Gente, pode parecer muita pretensão dessa foca aqui começar a escrever sobre as pérolas dos jornalistas. Calma lá. Isso aqui é só diversão e a empolgação animada dos amigos que me deram força para colocar no ar algumas observações sobre o mundo da comunicação e suas escorregadelas.
A gente pode botar a culpa na correria, na assessoria ou na produção, mas o fato é que os meios de comunicação reproduzem uma enxurrada de besteiras das mais inacreditáveis, e o que é o mais legal, todos os dias. Para os reles mortais, uma forma de se sentirem mais próximos desses seres fabulosos que somos.
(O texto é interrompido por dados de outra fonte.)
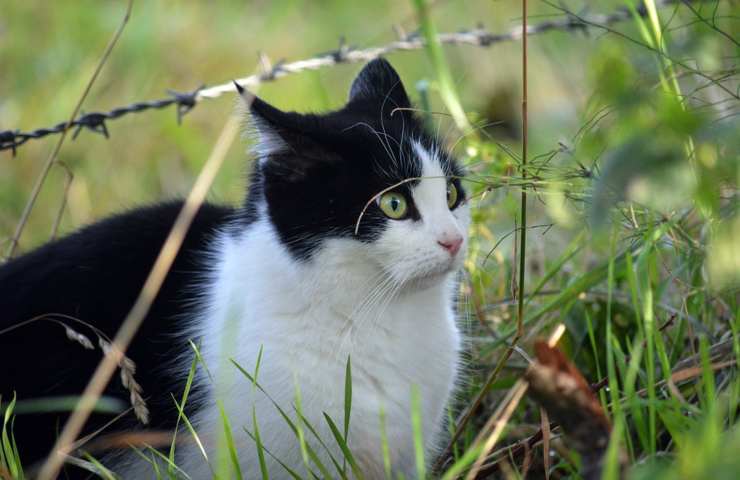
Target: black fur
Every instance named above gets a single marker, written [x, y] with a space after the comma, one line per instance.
[95, 275]
[314, 188]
Essa observação se deve porque sempre senti de toda a espécie humana que está no grupo "não-jornalista" um regozijo enternecedor ao encontrar um equívoco proveniente do outro grupo. Mas queridos mortais, alô, nós também cometemos erros, e apesar de não batermos o ponto de saída do trabalho nunca, nós costumamos ser humanos. Nas horas vagas.
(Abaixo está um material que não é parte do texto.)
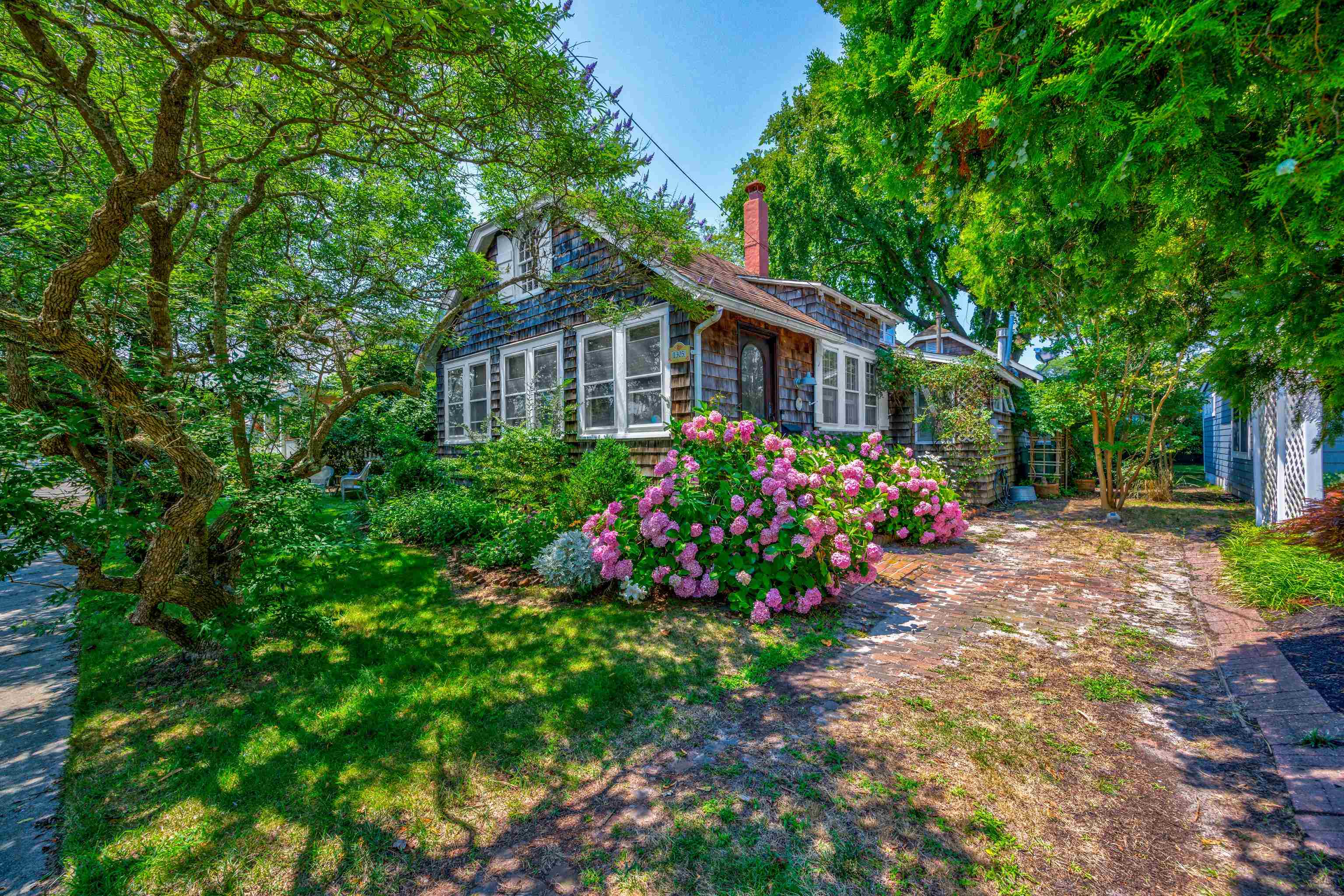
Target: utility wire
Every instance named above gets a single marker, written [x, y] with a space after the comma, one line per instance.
[631, 116]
Não é meu objetivo questionar a capacidade de ninguém e por isso mesmo as observações não terão as fontes citadas. Acredite quem quiser de que esses escritinhos já foram publicados... aliás, para demonstrar minhas mais nobres intenções, a única fonte que citarei será "Helena Santos", e para botar humor nessa conversa, vou escrever um caso.
Muita gente sabe que no ano passado eu tive que rodar o Espírito Santo todinho falando das belezas de todos os 78 municípios. Não precisa ser um gênio para imaginar que de 78, as belezas de alguns eram um pouquinho menos viçosas do que a de outros, e muitas matérias foram produzidas a quantidades maiores ou menores de sangue e suor.
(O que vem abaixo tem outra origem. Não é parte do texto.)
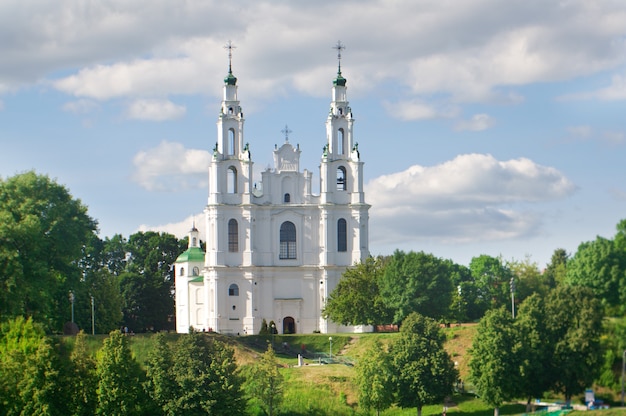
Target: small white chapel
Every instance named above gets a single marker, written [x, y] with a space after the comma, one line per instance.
[274, 250]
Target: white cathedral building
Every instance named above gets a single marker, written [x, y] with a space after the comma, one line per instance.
[274, 252]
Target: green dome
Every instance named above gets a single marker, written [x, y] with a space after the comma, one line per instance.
[192, 254]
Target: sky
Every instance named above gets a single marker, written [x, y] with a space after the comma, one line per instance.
[486, 127]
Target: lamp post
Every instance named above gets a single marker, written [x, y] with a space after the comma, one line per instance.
[513, 296]
[330, 349]
[93, 319]
[72, 303]
[623, 370]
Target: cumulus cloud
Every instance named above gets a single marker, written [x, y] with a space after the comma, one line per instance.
[478, 122]
[419, 110]
[155, 110]
[181, 228]
[473, 197]
[171, 167]
[82, 106]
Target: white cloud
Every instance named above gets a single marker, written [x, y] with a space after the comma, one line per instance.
[155, 110]
[82, 106]
[473, 197]
[179, 229]
[419, 110]
[478, 122]
[171, 167]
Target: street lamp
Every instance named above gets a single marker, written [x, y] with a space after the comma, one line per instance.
[330, 349]
[72, 303]
[623, 370]
[93, 319]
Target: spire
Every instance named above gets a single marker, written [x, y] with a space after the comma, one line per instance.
[340, 80]
[230, 78]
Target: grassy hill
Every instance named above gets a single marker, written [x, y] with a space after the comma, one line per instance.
[327, 389]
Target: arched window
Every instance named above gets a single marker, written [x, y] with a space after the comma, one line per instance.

Não tenho como colocar a culpa na produção, já que sou eu mesma que faço, mas posso colocar a culpa na falta de um produtor! Alternar uma semana viajando, a outra decupando e produzindo a próxima viagem foi um desafio. E sou eu também quem lava as minhas roupas. Mas chega de desculpa, vamos ao caso.
Estava eu em mais um município longe do mar, andando quilômetros a fio para encontrar uma cachoeira, até que eu a vi. Perguntei ao guia porque no caminho não tinha nenhuma placa de localização, porque ela não tinha nenhuma infraestrutura turística, cadê o proprietário do local? E ele: "Tem nada disso não, aliás, o dono nem gosta muito que o povo visite o terreno".
Muito bom. Depois de horas atrás de uma atração, a tarde chegando, não podia perder um dia de viagem sem gravar nada. Perguntei sobre uma história - qualquer uma - acerca da cachoeira, e nada. "O que sempre salva é explicar a origem do nome", pensei. E assim saiu essa pérola de cabeça:
"Nós começamos nossa viagem de hoje com uma rota de cachoeiras, a primeira é essa aqui. Quando tem bastante água dá para ver os raios de sol formando um espectro colorido na nuvem de vapor. Por isso, essa é a Cachoeira do Arco-Íris".
Se alguém aí conhece uma cachoeira onde esse fenômeno sobrenatural não acontece, por favor me liga. E divirtam-se em procurar erros nesse blog.